İmam Harun 53 yıl sonra hak arayışı
Güney Afrika Cumhuriyeti'nde, 53 yıl önce dönemin beyaz ırkçı apartheid rejimi tarafından gözaltına alınmasının ardından hayatını kaybeden Müslüman aktivist İmam Harun'un ölüm nedenine ilişkin yeniden soruşturma başlatıldı.Davayı Türkiye de yakından takip ediyor
Adalet ve İnfaz Hizmetleri Bakanı Ronald Lamola'nın talimatıyla yeniden görülen davanın ilk duruşması, Cape Town Yüksek Mahkemesinde yapıldı.
Duruşma salonunda İmam Harun'un çocukları Muhammed Harun, Shamela Shamis ve Fatima Masoet ile diğer aile yakınları ve ilgililer hazır bulundu.
Yargıç Daniel Thulare, tahkikat için iki haftalık süre ayrıldığını ve bu süreçte yapılacak araştırma ve soruşturmanın gerçeği ortaya çıkaracağını umduğunu belirtti.
İmam Harun'un ailesinin avukatı Howard Varney, buradaki konuşmasında, 18 Kasım'a kadar sürmesi planlanan soruşturmada, İmam Harun'un ölümüne ilişkin adaletin yerini bulmasını beklediklerini ifade etti.

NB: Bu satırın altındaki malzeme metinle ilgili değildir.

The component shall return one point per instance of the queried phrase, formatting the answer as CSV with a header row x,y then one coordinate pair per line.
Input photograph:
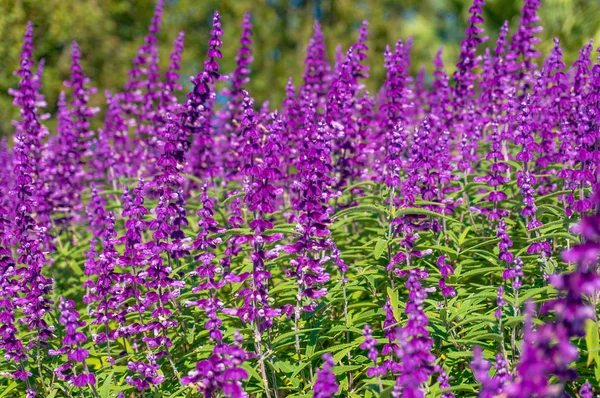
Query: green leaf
x,y
251,371
379,248
105,391
414,210
393,296
485,243
592,341
8,389
231,198
463,236
292,334
362,210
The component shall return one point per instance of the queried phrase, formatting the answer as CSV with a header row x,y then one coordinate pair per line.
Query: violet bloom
x,y
494,81
500,302
72,347
326,384
417,363
222,371
80,112
292,114
168,99
339,115
316,72
586,390
33,287
444,382
312,184
232,113
197,110
145,375
464,92
522,53
261,170
490,387
439,98
496,178
9,286
142,90
547,352
207,270
101,292
133,260
370,345
397,94
446,270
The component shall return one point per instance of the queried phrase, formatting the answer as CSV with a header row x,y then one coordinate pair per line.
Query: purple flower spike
x,y
326,385
30,238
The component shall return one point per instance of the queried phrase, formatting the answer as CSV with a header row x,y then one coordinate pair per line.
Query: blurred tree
x,y
109,32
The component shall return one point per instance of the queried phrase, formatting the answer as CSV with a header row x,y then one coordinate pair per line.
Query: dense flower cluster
x,y
337,244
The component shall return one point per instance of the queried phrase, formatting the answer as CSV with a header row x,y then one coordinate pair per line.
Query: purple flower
x,y
72,347
326,384
316,72
34,288
197,110
446,270
221,371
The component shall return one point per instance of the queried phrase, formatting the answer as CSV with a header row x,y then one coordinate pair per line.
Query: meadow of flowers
x,y
438,238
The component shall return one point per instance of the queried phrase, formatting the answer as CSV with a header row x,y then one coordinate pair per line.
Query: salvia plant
x,y
438,237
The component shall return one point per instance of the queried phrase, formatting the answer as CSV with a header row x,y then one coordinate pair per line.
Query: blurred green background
x,y
109,32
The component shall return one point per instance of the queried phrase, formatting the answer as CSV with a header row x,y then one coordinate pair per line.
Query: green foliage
x,y
110,31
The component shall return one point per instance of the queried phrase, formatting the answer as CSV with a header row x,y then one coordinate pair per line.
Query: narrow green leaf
x,y
362,210
8,389
231,198
105,391
379,248
591,340
393,296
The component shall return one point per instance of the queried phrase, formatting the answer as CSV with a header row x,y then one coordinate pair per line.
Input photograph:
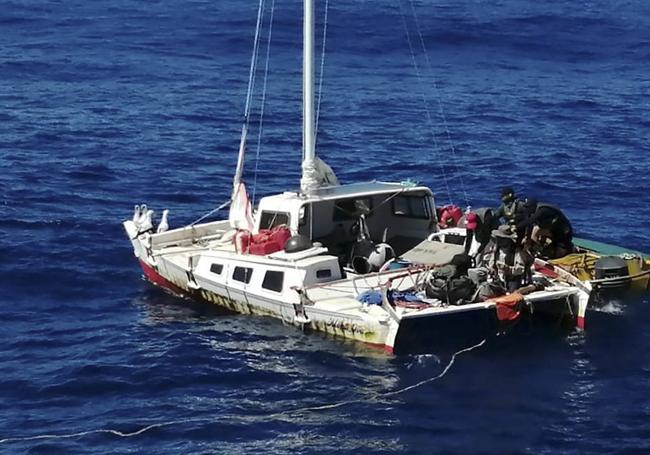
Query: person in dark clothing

Soruşturma Türkiye tarafından da yakından izleniyor
İlk duruşmada mahkemede hazır bulunan Türkiye'nin Cape Town Başkonsolosu Sinan Yeşildağ, AA muhabirine, İmam Harun'un gözaltında ölümünün yeniden soruşturulmasının her şeyden önce ailenin geçmişte yaşadığı travmanın hafifletilmesi için önemli bir adım olduğunu söyledi.
Başkonsolos Yeşildağ, ırkçılık karşıtı mücadelesi insanlığa mal olmuş uluslararası bir figür olan İmam Harun'un ölümüne ilişkin yargılamanın Türkiye tarafından da yakından izlendiğini belirterek, "Bu soruşturma, apartheid döneminde yaşanan adaletsizlik ve güvensizliğin giderilmesi yolunda Güney Afrika adalet sisteminin iyi işlediğine dair bir örnek olarak önümüze çıkıyor." dedi.
İmam Harun'un torunlarından Halid Shamis, ailesi adına basına yaptığı açıklamada, yargılamanın yeniden başlatılmasından duydukları memnuniyeti dile getirerek, acıklı hikayesine rağmen dedesinin hatırasının kendileri için daima neşeli, mutlu, rahatlatıcı, yardıma ihtiyacı olan herkesin yanında olan kucaklayıcı bir figür olarak yaşadığını kaydetti.
İmam Harun
Cape Town'lu Müslüman bir ailede 1924'te dünyaya gelen ve iyi bir İslami eğitim alan İmam Harun, 1950'lerin ortasından itibaren dönemin beyaz ırk üstünlüğünü temel alan apartheid rejimine karşı mücadele saflarında yer aldı.
İmam Harun, 1955'te Cape Town'daki El-Camia Camisi'nde imamlık yapmaya başladı. Kadınlar ve çocuklarla ilgili meselelere eğilen İmam Harun, kısa sürede toplumsal sorunları konu alan hutbeleriyle tanınmaya başladı.
Claremont Müslüman Gençlik Derneği (CMYA) ve Muslim News gazetesini kuran İmam Harun, başta gençler olmak üzere toplumu apartheid rejimine karşı harekete çağırdı.
Irkçı rejime göre merdivenden düşerek ölmüştü
Irkçılık karşıtı mücadele kahramanı Müslüman din adamı, gazeteci ve aktivist İmam Harun, ırkçı apartheid rejimi tarafından 1969'da Cape Town'da gözaltına alınıp, Caledon Meydanı Karakolu'nda 123 gün bir hücrede tutulduktan sonra hayatını kaybetti.
İmam Harun'un ölümüne ilişkin 1970'te açılan ilk soruşturmada ırkçı rejimin mahkemesi, İmam Harun'un karakolda merdivenden kayıp düşerek öldüğüne ve ölümünden kimsenin sorumlu tutulamayacağına hükmetti.
Ailesi ise İmam Harun'un cesedindeki morlukların işkence ve darp sonucu meydana geldiği iddiasıyla yarım asırdan uzun bir süredir konunun tekrar soruşturulmasını bekliyordu.